In code dealing with hash tables, I often find the constant 0x9e3779b9 or sometimes 0x9e3779b1. For example
hash = n * 0x9e3779b1 >>> 24
Why is this particular value used?
In code dealing with hash tables, I often find the constant 0x9e3779b9 or sometimes 0x9e3779b1. For example
hash = n * 0x9e3779b1 >>> 24
Why is this particular value used?
0x9e3779b9
is the integral part of the Golden Ratio's fractional part 0.61803398875… (sqrt(5)-1)/2, multiplied by 2^32.
Hence, if φ = (sqrt(5)+1)/2 = 1.61803398875 is the Golden Ratio, the hash function calculates the fractional part of n * φ, which has nice scattering properties. To convince yourself, just create a scatter plot of (n, n*c-FLOOR(n*c))

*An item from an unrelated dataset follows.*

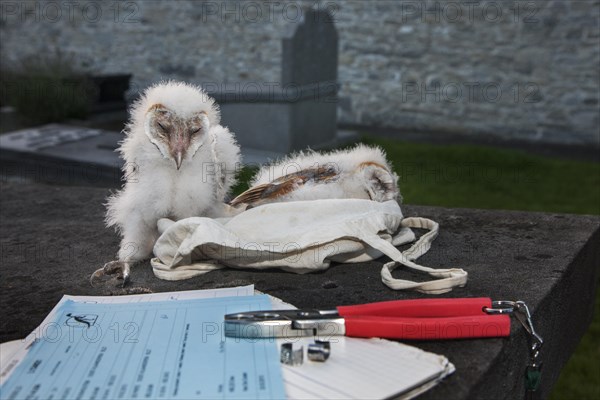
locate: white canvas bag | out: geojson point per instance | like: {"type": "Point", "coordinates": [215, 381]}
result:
{"type": "Point", "coordinates": [301, 237]}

in your favourite spreadsheet, replacing c
with φ, e, π, etc. Some interesting real-life issues when getting it wrong are described in https://lkml.org/lkml/2016/4/29/838.

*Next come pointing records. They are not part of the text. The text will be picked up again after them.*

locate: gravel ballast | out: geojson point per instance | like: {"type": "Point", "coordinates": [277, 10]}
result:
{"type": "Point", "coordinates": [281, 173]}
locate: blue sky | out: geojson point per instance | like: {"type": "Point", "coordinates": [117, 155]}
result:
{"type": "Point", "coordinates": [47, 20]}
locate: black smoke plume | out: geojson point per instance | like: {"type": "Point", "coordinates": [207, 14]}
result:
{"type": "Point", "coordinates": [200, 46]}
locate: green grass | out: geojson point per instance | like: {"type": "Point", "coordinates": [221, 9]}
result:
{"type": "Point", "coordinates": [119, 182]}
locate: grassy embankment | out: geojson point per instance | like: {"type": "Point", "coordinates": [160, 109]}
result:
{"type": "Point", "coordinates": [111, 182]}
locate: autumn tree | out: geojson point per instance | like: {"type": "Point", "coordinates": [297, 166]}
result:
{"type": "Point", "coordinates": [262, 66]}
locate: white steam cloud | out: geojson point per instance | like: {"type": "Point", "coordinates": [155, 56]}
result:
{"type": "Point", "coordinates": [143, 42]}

This method is often referred to as "Golden Ratio Hashing", or "Fibonacci Hashing" and was popularised by Donald Knuth (The Art of Computer Programming: Volume 3: Sorting and Searching). In number theoretical terms, it mostly boils down to the Steinhaus Conjecture (https://en.wikipedia.org/wiki/Three-gap_theorem) and the recursive symmetry of the fractional parts of the multiples of the Golden Ratio φ.
Occasionally, you may also see 0x9e3779b1
, which is the prime closest to 0x9e3779b9
(and appears to be a bit of "cargo cult" as this is not a modular hash). Similarly, 0x9e3779b97f4a7c15
and 0x9e3779b97f4a7c55
are the 64 bit equivalents of these numbers.
The other answers explain the intent behind those magic numbers, which is probably what you wanted to know. However one could say that where "they come from" is from bad programming practices. Magic numbers are bad, and they should never be used. Constants such as those mentioned should be given proper descriptive variable names, and perhaps even comments should be added to where they are defined. Then, every appearance of the values in the code should be in the form of the named variable. Where this the case in the codes where you met those values, you would not have been preplexed by their intent in the first place.
example:
Bad example - uses magic numbers
hash = n * 0x9e3779b1
Better example - with comments and meaningful variable
# Golden Ratio constant used for better hash scattering
# See https://softwareengineering.stackexchange.com/a/402543
GOLDEN_RATIO = 0x9e3779b1
hash = n * GOLDEN_RATIO
In code dealing with hash tables, I often find the constant 0x9e3779b9 or sometimes 0x9e3779b1
The other answer correctly explained why this value is used. However, if you often find this constant, what you may not be realizing that you often find code vulnerable to hash flooding attacks.
There are two strategies against hash flooding attacks:
Use a secure hash function having a secret random seed. Your hash function doesn't have a secret random seed. Murmurhash3_32 has a secret random seed, but it has seed-independent multicollisions due to the small internal state. The best hash function having near cryptographical security and still nearly acceptable performance is probably SipHash. Unfortunately, it is slow, although not as slow as SHA512 etc.
Use a hash function that is quick to calculate (such as the hash function you found, or Murmurhash3_32), and make each hash bucket into the root of a balanced binary search tree. So, an ordinary separately chained hash table has each bucket as a linked list, which is slow if lots of values hash to the same bucket. By making it a balanced binary search tree such as AVL tree or red-black tree, you still have guaranteed worst-case performance.
My opinion is that (2) is better because SipHash is so slow. Also, in operating system kernel space there may not be enough entropy to create a secret random seed early in boot-up stage, so in kernel space you may not have the ability to create random numbers early in bootup.
Hash tables are widely misused. It is easy to bring down many systems to a practical halt merely by sending lots of values that hash to the same bucket.